La
première, très attendue, de la nouvelle mise en scène de Giselle
par Alexeï Ratmansky, d'après Jules Perrot, Jean Coralli et Marius
Petipa,
vient d’avoir lieu au Bolchoï à Moscou.
Chaque
nouvelle mise en scène d’un ballet ancien repris par Ratmansky
provoque une certaine agitation : certains attendent avec
impatience le résultat de ses recherches archéologiques, d’autres
accueillent chacune de ses nouvelles créations pleins d’indignation
a priori, voire avec agressivité.
Cette
fois, comme d’habitude, tout le monde n’a pas fait bon accueil à
la nouvelle mise en scène. Pour de nombreux amateurs conservateurs
de ce ballet, la mise en scène de Ratmansky est à peu de choses
près une atteinte au saint des saints, à considérer que sont
considérées comme «sacrées» les trois versions
connues au Bolchoï, celles de Léonide Lavrovski, de Youri
Grigorovitch et de Vladimir Vassiliev (la dernière ne compte pas
parmi les meilleures).
Certains
amateurs et danseurs classiques, formés essentiellement à l’époque
soviétique, estiment que la tradition russe authentique
d’interprétation de ce ballet est absente dans la version de
Ratmansky, qu’il n’y a plus là de trace de l’école russe de
ballet avec ses pliés élastiques caractéristiques et ses longues
lignes de bras, et qu’en voyant cette Giselle, il semble que la
distinction entre les écoles occidentale et russe ait définitivement
disparue...

Ekaterina Krysanova (Giselle)
Cela
faisait longtemps qu’était connue l’existence de notations
chorégraphiques rédigées selon le système Stepanov à la fin des
années 1890/début des années 1900 au Mariinski par certains
danseurs et notateurs de l'époque. Dans pratiquement toutes
ses mises en scènes des dernières années (Le lac des cygnes, Les
Millions d'Arlequin ou La Bayadère), Ratmansky a utilisé ces
notations conservées aux archives de l'Université d'Harvard. Mais
cette fois, ses sources ont été considérablement élargies :
selon la brochure de présentation du Bolchoï, il s’est servi non
seulement des archives d'Harvard mais aussi des notations d'Henri
Justamant faites entre 1850 et 1860 et de remarques inscrites dans
deux répétiteurs conservés dans les archives du Musée de l'art
théâtral et musical de Saint-Pétersbourg : le premier répétiteur
était celui de Petipa, le deuxième, celui de Titus, auteur de la
première mise en scène de Giselle en Russie. Ratmansky a aussi
utilisé le répétiteur de 1850, qui vient cette fois des archives
du Bolchoï de
Moscou et enfin le répétiteur d'Anna Pavlova, conservé au Musée
national russe de la musique.
D’un
côté, une telle quantité de sources différentes témoigne
du fait que le chorégraphe a réalisé un travail de véritable
chercheur et historien du ballet.
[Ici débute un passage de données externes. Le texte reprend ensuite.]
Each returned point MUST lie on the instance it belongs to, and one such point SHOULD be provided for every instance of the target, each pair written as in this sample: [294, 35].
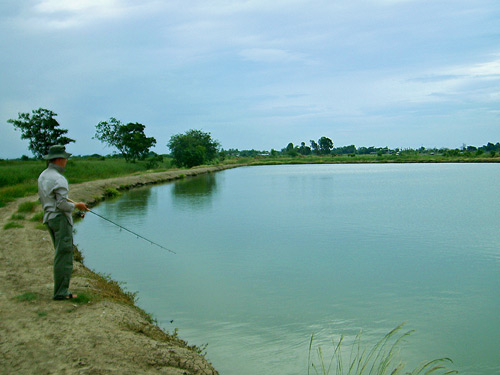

D’un autre côté, cela nous
amène aussi à nous poser la question : quelle version du
ballet est finalement présentée aux spectateurs ?
D’autant
plus que Giselle, comme on le sait, est l’un des ballets qui a le
moins souffert au fil des ans, et qui n’a pas connu comme d’autres
de nombreuses modifications. A notre avis, Alexeï Ratmansky a réussi
dans une certaine mesure à restaurer l’esprit de la version
initiale du ballet, celle que nous nous imaginons d’après la
description qu’en a faite Théophile Gautier dans son livre Les
beautés de l'Opéra. Son héroïne apparait aux lecteurs comme une
fille joyeuse, pétillante,
qui
ne ressemble en rien au prototype de la Giselle russe auquel tous
sont habitués, mélancolique, souffreteuse, d’une tristesse
mystérieuse et féminine à l’excès, tel qu’il s’est formé
dans les créations des grandes ballerines russes de l’époque
soviétique. C’est pourquoi de nombreux amateurs de ballets
conservateurs et d’anciens danseurs risquent de considérer la
version de Ratmansky au mieux comme une offense à ce qu'il y a de
plus sacré et au pire comme un spectacle qui anéantit totalement
les traditions de l'art du ballet russe!

Artem Ovcharenko
(Albrecht), Ekaterina Krysanova (Giselle)
Nombreux sont ceux
qui s’interrogent sur l’intérêt qu’il y a à utiliser les
notations chorégraphiques, considérant qu’il s’agit de quelque
chose de désuet et pas moderne. On peut être d’accord ou pas avec
l’idée qu’il est nécessaire de se référer aux notations des
anciens ballets, mais on ne peut nier que cette notation permet de
voir la structure de la danse et le mouvement dans sa version plus ou
moins originale, sans les ajouts dus à l’interprétation des
interprètes successifs, ce qui aide à se libérer des stéréotypes,
ce qui constitue son intérêt principal.
Dans une interview
accordée à Sergueï Konaev, et
publiée dans la brochure du Bolchoï,
Alexei Ratmansky précise les sources sur lesquelles il a basé son
travail : «Sur le plan chorégraphique,
j'ai utilisé la
version de Nikolaï
Sergueev (les archives d'Harvard). C'est la dernière version de
Petipa. Mais les notations et les remarques de Justamant sont des
sources d'inspiration qui donnent aux artistes une ligne directrice
pour créer l’image de leur personnage»i.
Avoir
travaillé avec plusieurs sources a permis au chorégraphe, à notre
avis, de restaurer certains moments clefs de la dramaturgie et des
nuances qui avaient été ignorées ou perdues dans d’autres
versions. Ainsi, dans la version de Petipa,
il
n’y avait pas ce
mouvement-réminiscence,
que
Ratmansky a retrouvé dans une version précédente décrite par
Justamant :
avant la première apparition de Giselle, Albert après avoir
frappé à
la porte de sa bien-aimée, lui envoie un baiser et se cache derrière
la maison. Giselle ne voit pas qu’Albert lui a envoyé ce baiser
mais elle semble l’avoir entendu et le fait comprendre par des
gestes. Et dans le deuxième acte, Giselle envoie un baiser de la
même manière à Albert, qui ne le voit pas non plus mais qui le
sent lui aussi et le montre par sa gestuelle.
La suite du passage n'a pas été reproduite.